Alarm Configuration Database
We define an actionable alarm as an outage that impacts a service and/or requires
intervention to resolve. Not all alarms require operator intervention and our analysis's have
found a majority of alarms will resolve themselves in a short enough amount of time that
manual intervention wouldn’t be possible. To provide operations focus we suggest the
following criteria every alarm must pass before being presented or ticketed. The answer
must be yes to the following questions to warrant the raising of a ticket:
1.Does the alarm indicate an outage that could impact the business operation?

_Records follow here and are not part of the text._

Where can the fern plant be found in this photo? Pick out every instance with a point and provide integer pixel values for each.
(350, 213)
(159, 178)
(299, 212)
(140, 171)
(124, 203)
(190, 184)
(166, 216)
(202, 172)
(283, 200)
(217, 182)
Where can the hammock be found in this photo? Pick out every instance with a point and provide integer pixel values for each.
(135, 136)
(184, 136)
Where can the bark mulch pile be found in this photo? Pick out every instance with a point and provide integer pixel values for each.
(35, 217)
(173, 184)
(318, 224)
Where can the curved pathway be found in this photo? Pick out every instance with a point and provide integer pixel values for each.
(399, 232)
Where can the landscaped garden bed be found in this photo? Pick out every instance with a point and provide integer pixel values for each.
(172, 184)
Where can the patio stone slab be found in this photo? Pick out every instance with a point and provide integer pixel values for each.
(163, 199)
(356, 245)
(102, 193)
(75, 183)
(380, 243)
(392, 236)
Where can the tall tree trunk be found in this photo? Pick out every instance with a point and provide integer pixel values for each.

2.Can the alarmoutage resolve itself?
2. 3.Is the alarm out of the ordinary (i.e has it never happened or rarely happens)
4.Has the alarm gone past the point of resolving itself?
These are simple rules that should be defined in an Alarm Configuration Database
(AMDB). An AMDB will provide visibility to what is being managed and enable users to
quickly change alarm behavior to changing network or customer needs.
Alarm History
Alarm history is a rich source of data that can be tapped for improved operations..
Standard Metrics like Mean Time to Repair (MTTR) or Mean Time Between Failure
(MTBF) can be applied to Incident Management so we can learn a great deal about alarms
and escalate alarms when something is out of the ordinary.
Based on our experience we have found the following rule matrix:
Metric Indicates
Low MTTR Likely to resolve itself.
High MTTR Unlikely to resolve itself.
Low MTBF Likely to resolve itself.
High MTBF Unlikely to resolve itself. Likely to have a
bigger business impact.
No MTBF (unknown) Unlikely to resolve itself. Likely to have a
business impact.
These metrics can be used to assign priorities and provide powerful escalation rules to
alarms.
Alarm Cluster Analysis
A generic RCA pattern we have seen success with is also the most simple. It has been
applied and proven in a number of network technologies that have a degree of scale. That
approach is “Alarm Clustering” or “Alarm Grouping”.
X events in Y time in Z something
X number of events
Y time period
Z is a logical group (i.e locationnetworkcustomerproduct)
e.g.10 events in 5 minutes at the Melbourne Branch indicates something is
happening there and it should be investigated.
We suggest that to really get the best value from this approach the AMDB should have the
ability to configure or view these X, Y and Z thresholds.
Conclusion
In general we believe RCA is powerful and remains the ultimate goal however with network
and IT technologies moving at a faster pace alarm management we suggest that an alarm
management system should still be smart but also be flexible. The first step to doing this is
understand the alarm behavior and providing simple tools to allow operations to define
what alarms are to actionable and what conditions they become so.